The aim of this randomized control trial is to explore whether 20 weeks of IHG home training on older adults (50 + years of age) with hypertension can reduce SBP compared to usual care. In order to increase the clinical value of this study, our inclusion and exclusions criteria are selected to target patients where lifestyle changes are recommended by national guidelines as first line therapy before initiation of medical treatment.
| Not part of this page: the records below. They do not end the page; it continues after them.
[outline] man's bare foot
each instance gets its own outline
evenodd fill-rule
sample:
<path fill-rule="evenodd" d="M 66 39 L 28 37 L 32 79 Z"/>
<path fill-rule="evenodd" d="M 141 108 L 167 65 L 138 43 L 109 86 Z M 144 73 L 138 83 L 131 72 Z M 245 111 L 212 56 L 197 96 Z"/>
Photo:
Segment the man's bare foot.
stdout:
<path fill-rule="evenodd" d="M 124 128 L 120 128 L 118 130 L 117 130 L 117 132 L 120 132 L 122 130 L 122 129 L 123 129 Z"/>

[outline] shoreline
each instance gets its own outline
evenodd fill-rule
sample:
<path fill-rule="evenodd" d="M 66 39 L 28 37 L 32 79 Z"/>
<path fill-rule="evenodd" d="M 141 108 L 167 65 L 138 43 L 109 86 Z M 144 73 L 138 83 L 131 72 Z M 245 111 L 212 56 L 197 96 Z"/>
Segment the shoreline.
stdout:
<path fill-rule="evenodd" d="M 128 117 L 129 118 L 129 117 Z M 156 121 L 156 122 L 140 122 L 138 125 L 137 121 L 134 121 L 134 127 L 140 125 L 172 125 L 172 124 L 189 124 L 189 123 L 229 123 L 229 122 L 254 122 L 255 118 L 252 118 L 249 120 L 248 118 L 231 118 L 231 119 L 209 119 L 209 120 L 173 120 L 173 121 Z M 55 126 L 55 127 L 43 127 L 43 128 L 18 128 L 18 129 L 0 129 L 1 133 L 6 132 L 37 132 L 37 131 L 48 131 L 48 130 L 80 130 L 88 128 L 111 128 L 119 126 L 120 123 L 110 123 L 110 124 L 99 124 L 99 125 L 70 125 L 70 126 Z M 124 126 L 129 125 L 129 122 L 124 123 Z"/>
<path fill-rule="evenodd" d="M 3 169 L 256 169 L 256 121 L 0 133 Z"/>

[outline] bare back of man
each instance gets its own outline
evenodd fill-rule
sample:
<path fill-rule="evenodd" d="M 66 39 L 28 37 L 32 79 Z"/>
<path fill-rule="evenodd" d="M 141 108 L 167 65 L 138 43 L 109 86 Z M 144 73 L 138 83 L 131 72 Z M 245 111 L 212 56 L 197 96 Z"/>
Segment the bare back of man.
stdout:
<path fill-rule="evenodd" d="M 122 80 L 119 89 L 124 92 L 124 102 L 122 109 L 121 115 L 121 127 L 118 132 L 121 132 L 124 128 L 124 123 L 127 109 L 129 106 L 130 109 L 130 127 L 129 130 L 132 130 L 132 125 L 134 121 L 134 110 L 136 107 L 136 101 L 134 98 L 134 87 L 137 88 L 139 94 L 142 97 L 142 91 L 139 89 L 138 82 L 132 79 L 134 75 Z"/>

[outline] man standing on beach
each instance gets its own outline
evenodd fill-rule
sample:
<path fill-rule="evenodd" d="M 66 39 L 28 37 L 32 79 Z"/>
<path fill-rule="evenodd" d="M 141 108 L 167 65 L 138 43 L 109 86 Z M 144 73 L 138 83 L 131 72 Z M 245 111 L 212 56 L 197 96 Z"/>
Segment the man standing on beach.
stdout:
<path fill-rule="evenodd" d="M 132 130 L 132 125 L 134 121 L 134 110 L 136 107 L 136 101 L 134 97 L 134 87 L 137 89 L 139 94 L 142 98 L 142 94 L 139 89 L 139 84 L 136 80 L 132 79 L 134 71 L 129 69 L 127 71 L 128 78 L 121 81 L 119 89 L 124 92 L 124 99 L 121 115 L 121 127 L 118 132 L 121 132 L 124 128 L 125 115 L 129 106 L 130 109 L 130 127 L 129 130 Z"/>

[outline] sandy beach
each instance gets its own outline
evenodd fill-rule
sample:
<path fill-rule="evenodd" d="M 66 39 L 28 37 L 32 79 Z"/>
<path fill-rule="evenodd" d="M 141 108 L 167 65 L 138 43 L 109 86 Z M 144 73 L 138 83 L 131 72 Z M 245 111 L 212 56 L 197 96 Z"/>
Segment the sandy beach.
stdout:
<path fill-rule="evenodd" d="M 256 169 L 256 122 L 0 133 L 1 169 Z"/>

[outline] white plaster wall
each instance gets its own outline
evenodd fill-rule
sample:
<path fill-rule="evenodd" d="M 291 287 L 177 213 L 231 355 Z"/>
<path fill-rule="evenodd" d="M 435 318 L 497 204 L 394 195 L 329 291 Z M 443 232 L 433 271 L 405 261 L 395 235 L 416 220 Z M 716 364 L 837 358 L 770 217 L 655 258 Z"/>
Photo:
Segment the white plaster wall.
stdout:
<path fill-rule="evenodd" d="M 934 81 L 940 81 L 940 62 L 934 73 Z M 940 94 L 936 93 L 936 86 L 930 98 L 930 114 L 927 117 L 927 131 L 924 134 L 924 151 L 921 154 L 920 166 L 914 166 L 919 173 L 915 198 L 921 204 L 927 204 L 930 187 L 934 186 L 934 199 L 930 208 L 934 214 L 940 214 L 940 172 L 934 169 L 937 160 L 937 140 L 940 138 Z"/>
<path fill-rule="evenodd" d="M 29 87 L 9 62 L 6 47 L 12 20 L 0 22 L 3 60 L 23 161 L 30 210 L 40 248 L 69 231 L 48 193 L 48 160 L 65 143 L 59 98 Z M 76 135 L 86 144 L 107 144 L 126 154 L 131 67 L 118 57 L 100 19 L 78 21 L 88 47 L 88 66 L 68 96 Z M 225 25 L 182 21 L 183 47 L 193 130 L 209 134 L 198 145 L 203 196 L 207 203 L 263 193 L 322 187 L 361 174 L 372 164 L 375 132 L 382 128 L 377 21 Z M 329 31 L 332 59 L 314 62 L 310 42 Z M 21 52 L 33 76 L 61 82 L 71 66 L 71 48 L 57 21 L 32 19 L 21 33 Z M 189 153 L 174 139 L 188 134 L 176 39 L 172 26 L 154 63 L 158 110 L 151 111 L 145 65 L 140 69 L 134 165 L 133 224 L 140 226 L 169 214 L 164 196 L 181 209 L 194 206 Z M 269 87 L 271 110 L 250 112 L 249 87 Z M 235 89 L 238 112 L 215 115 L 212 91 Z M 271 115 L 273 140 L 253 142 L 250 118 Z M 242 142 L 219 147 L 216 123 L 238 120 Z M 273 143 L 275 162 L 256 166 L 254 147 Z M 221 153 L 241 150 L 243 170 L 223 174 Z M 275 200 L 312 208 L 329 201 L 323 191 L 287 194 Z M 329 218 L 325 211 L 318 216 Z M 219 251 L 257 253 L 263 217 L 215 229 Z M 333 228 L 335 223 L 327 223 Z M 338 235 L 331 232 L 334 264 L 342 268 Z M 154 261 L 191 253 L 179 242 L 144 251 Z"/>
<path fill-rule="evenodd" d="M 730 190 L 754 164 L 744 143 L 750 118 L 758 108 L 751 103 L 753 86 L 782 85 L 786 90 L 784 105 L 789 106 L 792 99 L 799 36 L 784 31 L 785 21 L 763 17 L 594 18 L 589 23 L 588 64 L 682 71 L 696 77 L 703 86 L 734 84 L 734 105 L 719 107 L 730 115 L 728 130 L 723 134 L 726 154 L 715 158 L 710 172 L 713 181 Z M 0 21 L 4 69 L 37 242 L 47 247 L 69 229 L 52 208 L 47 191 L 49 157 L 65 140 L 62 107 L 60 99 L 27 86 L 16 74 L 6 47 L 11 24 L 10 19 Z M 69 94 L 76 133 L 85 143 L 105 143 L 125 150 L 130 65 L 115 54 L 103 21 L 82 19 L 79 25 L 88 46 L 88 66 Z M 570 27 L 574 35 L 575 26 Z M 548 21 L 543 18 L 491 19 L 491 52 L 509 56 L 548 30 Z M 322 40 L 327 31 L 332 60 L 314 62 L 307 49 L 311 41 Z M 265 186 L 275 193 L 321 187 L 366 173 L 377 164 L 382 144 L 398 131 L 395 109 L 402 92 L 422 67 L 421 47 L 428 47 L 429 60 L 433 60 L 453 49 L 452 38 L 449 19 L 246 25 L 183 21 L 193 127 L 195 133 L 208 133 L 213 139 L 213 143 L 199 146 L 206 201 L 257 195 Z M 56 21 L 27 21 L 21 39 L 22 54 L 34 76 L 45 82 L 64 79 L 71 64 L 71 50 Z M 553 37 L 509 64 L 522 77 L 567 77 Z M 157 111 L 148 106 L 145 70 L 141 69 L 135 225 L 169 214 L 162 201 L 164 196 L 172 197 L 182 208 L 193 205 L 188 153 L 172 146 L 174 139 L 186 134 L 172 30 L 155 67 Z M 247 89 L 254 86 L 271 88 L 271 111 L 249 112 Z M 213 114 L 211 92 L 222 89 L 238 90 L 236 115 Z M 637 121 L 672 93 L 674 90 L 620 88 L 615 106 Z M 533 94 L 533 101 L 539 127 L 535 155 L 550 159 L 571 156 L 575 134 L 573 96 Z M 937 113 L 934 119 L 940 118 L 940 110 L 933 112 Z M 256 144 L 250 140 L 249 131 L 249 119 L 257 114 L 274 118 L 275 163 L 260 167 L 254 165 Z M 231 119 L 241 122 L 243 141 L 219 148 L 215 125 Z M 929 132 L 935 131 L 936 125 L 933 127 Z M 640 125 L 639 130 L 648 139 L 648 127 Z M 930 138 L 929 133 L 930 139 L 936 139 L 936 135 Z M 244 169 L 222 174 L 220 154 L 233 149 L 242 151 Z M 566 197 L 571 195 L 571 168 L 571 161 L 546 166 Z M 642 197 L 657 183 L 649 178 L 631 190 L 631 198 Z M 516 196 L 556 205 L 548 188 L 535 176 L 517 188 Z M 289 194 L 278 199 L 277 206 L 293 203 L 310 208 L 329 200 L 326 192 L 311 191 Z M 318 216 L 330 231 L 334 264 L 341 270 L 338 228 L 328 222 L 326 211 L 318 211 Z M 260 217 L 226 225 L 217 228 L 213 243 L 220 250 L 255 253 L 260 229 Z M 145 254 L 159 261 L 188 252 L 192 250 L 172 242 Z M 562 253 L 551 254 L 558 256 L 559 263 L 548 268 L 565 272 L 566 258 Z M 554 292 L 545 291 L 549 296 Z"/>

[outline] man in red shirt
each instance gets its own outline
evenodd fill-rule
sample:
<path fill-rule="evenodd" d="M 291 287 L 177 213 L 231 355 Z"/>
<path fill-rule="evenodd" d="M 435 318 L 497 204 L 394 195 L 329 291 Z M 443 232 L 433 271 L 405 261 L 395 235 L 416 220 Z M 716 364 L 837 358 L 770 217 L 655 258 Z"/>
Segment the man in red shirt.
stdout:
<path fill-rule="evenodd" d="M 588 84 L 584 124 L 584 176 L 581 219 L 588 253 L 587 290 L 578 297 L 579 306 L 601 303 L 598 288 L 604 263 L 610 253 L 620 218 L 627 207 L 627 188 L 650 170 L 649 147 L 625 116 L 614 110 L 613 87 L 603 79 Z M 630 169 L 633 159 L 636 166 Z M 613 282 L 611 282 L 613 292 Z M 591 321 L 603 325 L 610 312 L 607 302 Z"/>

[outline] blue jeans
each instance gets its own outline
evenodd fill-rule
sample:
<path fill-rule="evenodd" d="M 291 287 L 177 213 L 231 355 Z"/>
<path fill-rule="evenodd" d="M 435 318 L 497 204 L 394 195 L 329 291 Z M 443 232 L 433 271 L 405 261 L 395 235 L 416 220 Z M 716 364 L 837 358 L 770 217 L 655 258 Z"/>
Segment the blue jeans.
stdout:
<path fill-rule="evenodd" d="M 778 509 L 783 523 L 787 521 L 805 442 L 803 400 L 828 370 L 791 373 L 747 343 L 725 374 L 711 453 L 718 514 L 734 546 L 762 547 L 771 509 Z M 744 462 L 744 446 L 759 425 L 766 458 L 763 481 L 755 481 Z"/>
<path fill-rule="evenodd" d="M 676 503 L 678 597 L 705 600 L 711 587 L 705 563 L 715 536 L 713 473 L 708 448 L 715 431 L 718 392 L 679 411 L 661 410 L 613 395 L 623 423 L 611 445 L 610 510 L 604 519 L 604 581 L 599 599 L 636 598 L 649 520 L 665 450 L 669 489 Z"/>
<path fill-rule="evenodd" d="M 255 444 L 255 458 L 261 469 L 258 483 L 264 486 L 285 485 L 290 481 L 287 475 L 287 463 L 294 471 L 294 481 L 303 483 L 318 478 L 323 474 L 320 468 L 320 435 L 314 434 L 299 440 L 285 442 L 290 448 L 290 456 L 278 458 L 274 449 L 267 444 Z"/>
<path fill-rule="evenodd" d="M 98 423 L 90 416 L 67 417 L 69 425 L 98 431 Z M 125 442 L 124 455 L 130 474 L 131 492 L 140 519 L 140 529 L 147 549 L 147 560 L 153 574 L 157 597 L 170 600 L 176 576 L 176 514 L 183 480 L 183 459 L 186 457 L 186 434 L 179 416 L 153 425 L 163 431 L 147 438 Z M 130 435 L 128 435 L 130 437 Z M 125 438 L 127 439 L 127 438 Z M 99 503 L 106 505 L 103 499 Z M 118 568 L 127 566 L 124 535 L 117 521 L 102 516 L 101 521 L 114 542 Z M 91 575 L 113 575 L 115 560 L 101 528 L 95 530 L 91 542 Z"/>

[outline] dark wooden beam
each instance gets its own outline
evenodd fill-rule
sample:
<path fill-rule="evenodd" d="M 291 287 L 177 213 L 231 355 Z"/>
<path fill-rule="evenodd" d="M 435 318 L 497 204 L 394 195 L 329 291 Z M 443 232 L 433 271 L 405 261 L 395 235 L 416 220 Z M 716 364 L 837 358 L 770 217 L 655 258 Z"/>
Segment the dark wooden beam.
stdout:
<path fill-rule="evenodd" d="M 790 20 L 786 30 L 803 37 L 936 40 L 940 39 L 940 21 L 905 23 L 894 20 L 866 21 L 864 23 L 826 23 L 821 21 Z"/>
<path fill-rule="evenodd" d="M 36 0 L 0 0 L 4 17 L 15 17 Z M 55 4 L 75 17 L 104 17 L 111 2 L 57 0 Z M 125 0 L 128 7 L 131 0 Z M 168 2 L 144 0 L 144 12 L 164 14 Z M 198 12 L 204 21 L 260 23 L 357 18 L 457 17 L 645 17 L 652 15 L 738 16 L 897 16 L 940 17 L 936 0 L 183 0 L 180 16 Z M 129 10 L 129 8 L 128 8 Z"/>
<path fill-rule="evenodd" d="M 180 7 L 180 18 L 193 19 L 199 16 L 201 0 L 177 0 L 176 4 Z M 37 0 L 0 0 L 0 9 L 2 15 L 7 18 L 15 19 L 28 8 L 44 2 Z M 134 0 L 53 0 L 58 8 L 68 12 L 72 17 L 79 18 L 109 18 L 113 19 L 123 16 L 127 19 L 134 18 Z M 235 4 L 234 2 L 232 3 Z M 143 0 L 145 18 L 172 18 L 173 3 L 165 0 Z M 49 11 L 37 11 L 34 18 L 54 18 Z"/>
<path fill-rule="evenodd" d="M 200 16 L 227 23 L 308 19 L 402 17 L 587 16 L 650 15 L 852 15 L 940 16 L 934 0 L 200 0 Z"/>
This study adds further knowledge to the current academic literature in several aspects. Firstly, the duration of the intervention in this study will be 20 weeks compared to the average durations of 7.5 weeks seen in previous studies with the longest reported study of 10 weeks. Secondly, with a longer study duration and measurements every 5 weeks, this study should be able to reveal when, and if, a possible leveling-off effect on measures of blood pressure occurs. Thirdly, the present study will extend the size of previous IHG training studies as former studies have included smaller sample sizes (on average approximately 28 participants) [9]. Fourthly, this is the first study to explore the effects on resting blood pressure using a standard Wii for IHG training. Finally, in the present study participants will perform home-based IHG training. Previous studies report IHG training taking place in either a hospital or university setting burdening participants with traveling time and changes in environment and potentially affecting their adherence to the training program. If the home-based IHG training is potent in lowering resting blood pressure this type of setup with home training could be attractive to many patient populations.

Trial status

Recruitment of participant will be initiate approximately 1 month from now.